Apple loses bid to disqualify antitrust monitor – U.S. court.    The U.S. Court of Appeals has rejected Apple’s bid to disqualify an antitrust compliance monitor appointed after the technology giant was found liable for conspiring with five publishers to raise e-book prices.  Although the appellate court said some of the charges against monitor Michael Bromwich gave it “pause,” the court held that Judge Denise Cote did not abuse her discretion in rejecting Apple’s bid to end his two-year appointment early.

As Facebook Sweeps Across Europe, Regulators Gird for Battle.  In recent months, European regulators have placing Facebook under the microscope.  While one arm of the European Union is looking into whether Facebook and other tech companies unfairly favor their own services over those of rivals, at least five data protection watchdogs across the region are questioning Facebook’s privacy settings.  Plus, in a case that could have broad implications for many tech companies, the European Union’s top court will issue a preliminary decision next month on whether Facebook can continue transferring user data between Europe and the United States.

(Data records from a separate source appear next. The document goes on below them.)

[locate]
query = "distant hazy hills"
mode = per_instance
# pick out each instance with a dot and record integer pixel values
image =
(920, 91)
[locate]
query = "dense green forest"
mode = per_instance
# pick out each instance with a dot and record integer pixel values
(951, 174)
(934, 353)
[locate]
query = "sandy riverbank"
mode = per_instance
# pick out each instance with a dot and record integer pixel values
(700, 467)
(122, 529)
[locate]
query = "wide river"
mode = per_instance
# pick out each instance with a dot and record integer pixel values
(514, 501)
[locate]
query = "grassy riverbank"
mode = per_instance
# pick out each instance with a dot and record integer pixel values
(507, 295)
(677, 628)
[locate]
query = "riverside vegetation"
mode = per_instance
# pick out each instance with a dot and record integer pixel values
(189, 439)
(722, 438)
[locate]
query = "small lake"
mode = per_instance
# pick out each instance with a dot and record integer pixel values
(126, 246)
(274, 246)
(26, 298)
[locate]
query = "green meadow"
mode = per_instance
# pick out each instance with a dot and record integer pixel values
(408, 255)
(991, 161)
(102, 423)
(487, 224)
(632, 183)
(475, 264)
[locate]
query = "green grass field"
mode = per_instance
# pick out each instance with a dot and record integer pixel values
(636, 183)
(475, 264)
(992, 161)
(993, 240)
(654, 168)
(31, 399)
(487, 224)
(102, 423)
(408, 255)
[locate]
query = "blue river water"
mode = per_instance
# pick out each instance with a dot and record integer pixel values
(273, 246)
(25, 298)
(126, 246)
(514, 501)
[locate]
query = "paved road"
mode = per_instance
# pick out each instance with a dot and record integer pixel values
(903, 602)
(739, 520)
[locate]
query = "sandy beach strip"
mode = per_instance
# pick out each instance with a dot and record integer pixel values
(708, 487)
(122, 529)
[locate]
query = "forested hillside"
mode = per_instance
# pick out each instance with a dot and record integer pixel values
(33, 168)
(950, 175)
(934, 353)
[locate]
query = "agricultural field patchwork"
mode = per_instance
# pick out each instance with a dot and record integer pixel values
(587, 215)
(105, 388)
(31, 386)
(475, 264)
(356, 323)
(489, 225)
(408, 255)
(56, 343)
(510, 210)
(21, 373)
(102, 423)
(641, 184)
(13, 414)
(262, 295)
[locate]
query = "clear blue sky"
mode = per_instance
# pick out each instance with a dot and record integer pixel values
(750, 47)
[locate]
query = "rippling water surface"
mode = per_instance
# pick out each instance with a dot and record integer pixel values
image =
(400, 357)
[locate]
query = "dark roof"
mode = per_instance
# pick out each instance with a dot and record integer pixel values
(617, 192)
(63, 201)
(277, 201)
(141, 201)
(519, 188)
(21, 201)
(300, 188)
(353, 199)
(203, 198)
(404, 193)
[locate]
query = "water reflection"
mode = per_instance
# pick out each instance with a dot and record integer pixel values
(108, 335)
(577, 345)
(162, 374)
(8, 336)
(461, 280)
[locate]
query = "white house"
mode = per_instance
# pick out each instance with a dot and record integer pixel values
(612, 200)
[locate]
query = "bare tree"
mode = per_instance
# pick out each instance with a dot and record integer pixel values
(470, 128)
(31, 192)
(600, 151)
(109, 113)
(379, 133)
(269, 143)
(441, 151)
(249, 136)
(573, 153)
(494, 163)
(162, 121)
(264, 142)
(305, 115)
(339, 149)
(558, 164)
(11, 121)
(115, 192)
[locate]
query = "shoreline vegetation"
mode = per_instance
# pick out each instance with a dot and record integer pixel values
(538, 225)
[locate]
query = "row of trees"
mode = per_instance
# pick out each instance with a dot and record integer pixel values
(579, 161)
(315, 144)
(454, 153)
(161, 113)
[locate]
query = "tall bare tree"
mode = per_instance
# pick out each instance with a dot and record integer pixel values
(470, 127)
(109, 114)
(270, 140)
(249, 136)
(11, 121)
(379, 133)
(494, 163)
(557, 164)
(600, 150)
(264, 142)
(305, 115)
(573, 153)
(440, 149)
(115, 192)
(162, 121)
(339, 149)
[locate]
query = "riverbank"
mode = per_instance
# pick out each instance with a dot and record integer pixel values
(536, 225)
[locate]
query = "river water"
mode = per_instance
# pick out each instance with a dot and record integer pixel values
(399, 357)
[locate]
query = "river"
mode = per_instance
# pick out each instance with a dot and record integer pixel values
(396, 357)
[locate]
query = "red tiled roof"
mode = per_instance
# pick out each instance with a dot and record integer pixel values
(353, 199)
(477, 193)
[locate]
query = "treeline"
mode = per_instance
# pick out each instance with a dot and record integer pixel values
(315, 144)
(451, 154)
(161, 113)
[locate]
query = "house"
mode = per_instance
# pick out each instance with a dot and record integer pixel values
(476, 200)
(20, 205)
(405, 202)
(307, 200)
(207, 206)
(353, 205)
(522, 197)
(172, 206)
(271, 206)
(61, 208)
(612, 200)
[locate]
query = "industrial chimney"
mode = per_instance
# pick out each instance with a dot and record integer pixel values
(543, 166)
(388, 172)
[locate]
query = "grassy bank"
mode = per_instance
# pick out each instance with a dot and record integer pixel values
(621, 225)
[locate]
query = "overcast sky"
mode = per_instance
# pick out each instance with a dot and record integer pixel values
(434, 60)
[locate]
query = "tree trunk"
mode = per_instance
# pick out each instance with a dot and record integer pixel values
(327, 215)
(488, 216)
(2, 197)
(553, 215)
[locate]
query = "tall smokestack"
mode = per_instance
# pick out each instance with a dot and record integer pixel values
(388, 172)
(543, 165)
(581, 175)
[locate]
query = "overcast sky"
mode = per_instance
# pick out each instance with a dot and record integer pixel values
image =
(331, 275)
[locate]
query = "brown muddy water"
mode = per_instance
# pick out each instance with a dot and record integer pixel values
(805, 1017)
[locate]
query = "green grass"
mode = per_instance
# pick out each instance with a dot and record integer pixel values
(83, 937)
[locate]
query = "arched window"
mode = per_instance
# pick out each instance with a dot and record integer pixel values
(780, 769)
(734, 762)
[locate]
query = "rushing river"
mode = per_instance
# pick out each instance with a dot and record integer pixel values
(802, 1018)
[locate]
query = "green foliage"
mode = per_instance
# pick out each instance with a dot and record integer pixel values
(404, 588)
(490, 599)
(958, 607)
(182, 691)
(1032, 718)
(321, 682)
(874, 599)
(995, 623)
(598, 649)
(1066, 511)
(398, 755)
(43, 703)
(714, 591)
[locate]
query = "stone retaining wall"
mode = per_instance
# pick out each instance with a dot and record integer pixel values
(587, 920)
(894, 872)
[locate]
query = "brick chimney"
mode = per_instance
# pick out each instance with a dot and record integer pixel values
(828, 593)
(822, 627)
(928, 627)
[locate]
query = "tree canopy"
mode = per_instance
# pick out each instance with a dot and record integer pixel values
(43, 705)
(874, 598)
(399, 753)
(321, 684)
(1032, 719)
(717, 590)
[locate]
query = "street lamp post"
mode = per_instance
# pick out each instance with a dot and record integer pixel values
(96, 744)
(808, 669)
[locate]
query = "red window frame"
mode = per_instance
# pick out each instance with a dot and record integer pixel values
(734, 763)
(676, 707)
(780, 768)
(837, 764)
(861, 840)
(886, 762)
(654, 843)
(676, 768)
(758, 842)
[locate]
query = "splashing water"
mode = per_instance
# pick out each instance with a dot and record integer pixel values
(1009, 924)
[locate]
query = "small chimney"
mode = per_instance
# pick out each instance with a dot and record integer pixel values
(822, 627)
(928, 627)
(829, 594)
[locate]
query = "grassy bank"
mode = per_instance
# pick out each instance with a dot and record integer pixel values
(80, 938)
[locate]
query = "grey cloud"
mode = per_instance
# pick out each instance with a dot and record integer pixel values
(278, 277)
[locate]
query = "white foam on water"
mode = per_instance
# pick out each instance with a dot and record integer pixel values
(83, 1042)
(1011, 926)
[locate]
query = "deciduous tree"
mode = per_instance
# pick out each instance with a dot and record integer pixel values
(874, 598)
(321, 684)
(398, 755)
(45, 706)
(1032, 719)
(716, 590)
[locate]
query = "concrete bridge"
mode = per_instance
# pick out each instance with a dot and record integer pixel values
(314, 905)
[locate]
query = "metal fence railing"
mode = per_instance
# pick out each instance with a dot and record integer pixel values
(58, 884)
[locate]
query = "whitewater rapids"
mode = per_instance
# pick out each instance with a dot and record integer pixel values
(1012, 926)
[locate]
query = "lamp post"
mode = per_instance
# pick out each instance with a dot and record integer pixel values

Reynolds American wins U.S. antitrust approval to buy rival Lorillard.   Reynolds American has won U.S. antitrust approval to buy smaller rival Lorillard in a $27.4 billion deal that would combine the No. 2 and No. 3 U.S. cigarette companies.  The Federal Trade Commission said it would allow the acquisition to go forward on condition that the companies sell four cigarette brands – Winston, Kool, Salem and Maverick, which will be purchased by Imperial Tobacco Group.